Ensembl / VEP_plugins

Plugins for the Ensembl Variant Effect Predictor (VEP)
Apache License 2.0
138 stars 115 forks source link

ProteinSeqs plugin truncating protein sequences #155

Closed silvia-s closed 5 years ago

silvia-s commented 5 years ago

Hi there,

I have a VCF file containing the following variant:

chr1 44130707 . CCAA C

...resulting in the inframe_deletion p.Asn378del.

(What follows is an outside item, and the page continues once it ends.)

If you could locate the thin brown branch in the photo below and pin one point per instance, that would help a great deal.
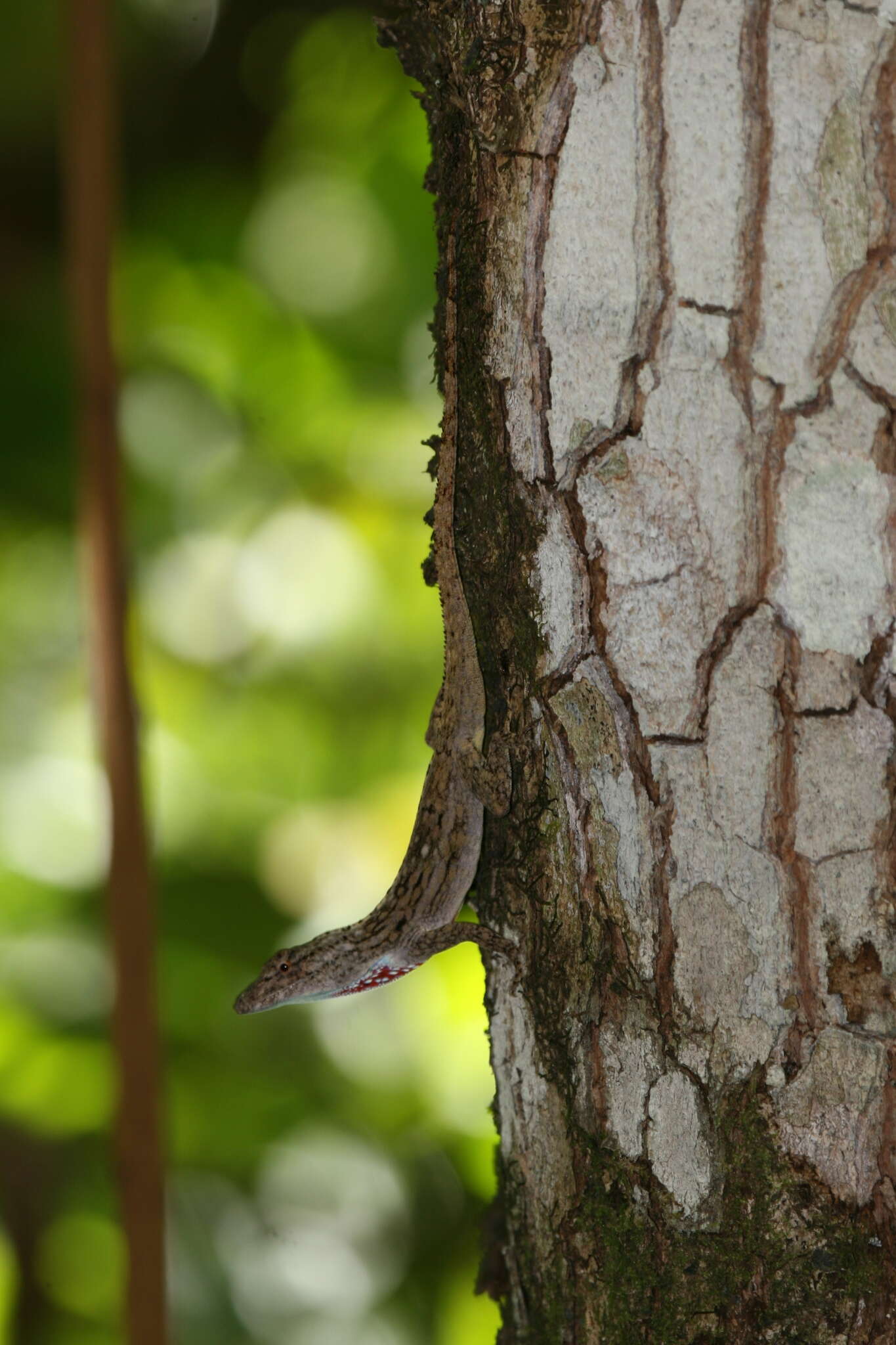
(88, 154)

Using the ProteinSeqs plugin, this is the sequence I got for the wildtype:

ENSP00000361373 MYGRPQAEMEQEAGELSRWQAAHQAAQDNENSAPILNMSSSSGSSGVHTSWNQGLPSIQHFPHSAEMLGSPLVSVEAPGQNVNEGGPQFSMPLPERGMSYCPQATLTPSRMIYCQRMSPPQQEMTIFSGPQLMPVGEPNIPRVARPFGGNLRMPPNGLPVSASTGIPIMSHTGNPPVPYPGLSTVPSDETLLGPTVPSTEAQAVLPSMAQMLPPQDAHDLGMPPAESQSLLVLGSQDSLVSQPDSQEGPFLPEQPGPAPQTVEKNSRPQEGTGRRGSSEARPYCCNYENCGKAYTKRSHLVSHQRKHTGERPYSCNWESCSWSFFRSDELRRHMRVHTRYRPYKCDQCSREFMRSDHLKQHQKTHRPGPSDPQANNNNGEQDSPPAAGP

...and this is the protein sequence for the mutant:

ENSP00000361373.3:p.Asn378del MYGRPQAEMEQEAGELSRWQAAHQAAQDNENSAPILNMSSSSGSSGVHTSWNQGLPSIQHFPHSAEMLGSPLVSVEAPGQ

As it is not a stop_gain mutation, I expected the protein sequence to skip just that missing "N" aminoacid, rather than being truncated. Am I wrong or is this a bug?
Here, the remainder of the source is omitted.